Le parti d'opposition estime que la hiérarchie militaire manipule le dossier depuis des années afin de faire valider par le politique le remplacement des F-16 par les F-35 de l'avionneur américain Lockheed Martin, "en connivence totale avec le ministre".

Le sp.a a déjà par le passé rendu publics des échanges de mails tendant à prouver que le ministre connaissait l'existence d'études validant une prolongation de la durée de vie des F-16. Il en a produit un nouveau mercredi datant d'avril 2017.

Cet e-mail aurait été adressé au chef de cabinet de l'époque du ministre, Claude Van de Voorde, avec le ministre en copie. Il évoque une étude de la Défense sur le remplacement des F-16 de type Block 20, "alors que le ministre a toujours nié au parlement l'existence de telles études".

L'expéditeur est anonymisé dans les copies présentées par le sp.a mais M. Crombez assure connaître son identité, qu'il ne souhaite pas révéler par souci de protection des lanceurs d'alerte, sauf en cas de déclaration sous serment au parlement.

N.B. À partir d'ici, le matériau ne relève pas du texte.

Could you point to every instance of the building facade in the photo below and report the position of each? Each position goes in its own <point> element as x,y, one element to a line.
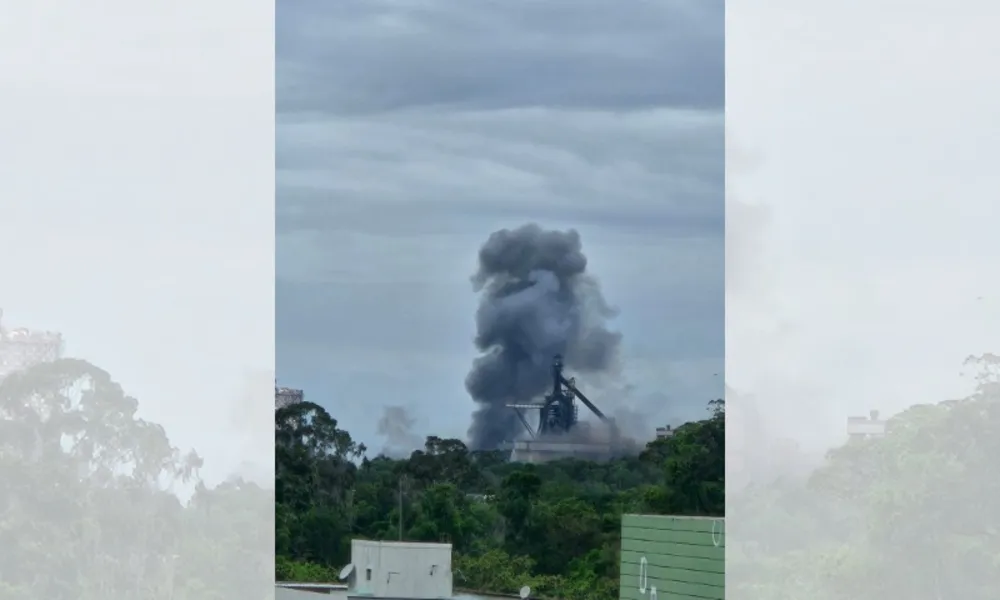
<point>22,348</point>
<point>673,557</point>
<point>418,571</point>
<point>287,396</point>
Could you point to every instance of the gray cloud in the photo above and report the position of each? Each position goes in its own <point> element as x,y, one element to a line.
<point>364,56</point>
<point>409,130</point>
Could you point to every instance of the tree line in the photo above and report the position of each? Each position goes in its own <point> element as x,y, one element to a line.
<point>554,526</point>
<point>910,514</point>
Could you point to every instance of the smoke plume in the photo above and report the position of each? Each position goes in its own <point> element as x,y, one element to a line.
<point>536,300</point>
<point>396,426</point>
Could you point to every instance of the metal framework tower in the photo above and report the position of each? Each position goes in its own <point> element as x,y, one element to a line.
<point>22,348</point>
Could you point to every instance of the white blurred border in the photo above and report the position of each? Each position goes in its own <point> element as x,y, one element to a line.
<point>137,217</point>
<point>861,238</point>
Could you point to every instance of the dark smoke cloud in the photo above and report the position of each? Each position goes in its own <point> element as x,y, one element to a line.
<point>396,426</point>
<point>537,300</point>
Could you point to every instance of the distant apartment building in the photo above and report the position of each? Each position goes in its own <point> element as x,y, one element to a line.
<point>664,432</point>
<point>22,348</point>
<point>286,397</point>
<point>866,427</point>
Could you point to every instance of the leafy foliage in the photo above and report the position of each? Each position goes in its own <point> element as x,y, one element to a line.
<point>87,502</point>
<point>554,526</point>
<point>913,514</point>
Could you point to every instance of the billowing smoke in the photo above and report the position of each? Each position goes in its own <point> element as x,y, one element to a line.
<point>396,427</point>
<point>537,300</point>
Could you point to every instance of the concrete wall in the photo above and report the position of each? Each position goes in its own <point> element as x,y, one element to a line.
<point>286,593</point>
<point>672,557</point>
<point>401,569</point>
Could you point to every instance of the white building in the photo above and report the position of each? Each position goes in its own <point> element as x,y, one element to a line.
<point>420,571</point>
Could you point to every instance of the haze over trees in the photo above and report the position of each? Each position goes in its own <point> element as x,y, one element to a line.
<point>88,508</point>
<point>555,526</point>
<point>913,514</point>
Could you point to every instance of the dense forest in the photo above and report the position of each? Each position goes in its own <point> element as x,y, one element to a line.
<point>553,526</point>
<point>90,502</point>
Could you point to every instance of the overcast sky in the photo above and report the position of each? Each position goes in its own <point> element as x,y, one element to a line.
<point>408,131</point>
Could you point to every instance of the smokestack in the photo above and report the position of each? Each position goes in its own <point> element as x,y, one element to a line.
<point>536,301</point>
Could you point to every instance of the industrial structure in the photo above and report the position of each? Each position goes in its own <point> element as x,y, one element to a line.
<point>23,348</point>
<point>672,557</point>
<point>287,396</point>
<point>558,417</point>
<point>866,427</point>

"C'est tout simplement pathétique", réagit-on au cabinet du ministre de la Défense. On relève une grossière erreur matérielle dans le mail d'avril 2017, qui parle de F-16 de type Block-20 alors que l'armée belge dispose du type Block-15.

Le cabinet Vandeput assure en outre que le Service d'audit interne fédéral a examiné le trafic de courriels et confirmé que celui-là n'était jamais parvenu au cabinet. "Par ailleurs, les protagonistes qui ont joué un rôle majeur dans le dossier du remplacement des F-16 ont tous reconnu qu'il n'y avait eu aucun échange de mails avec le cabinet".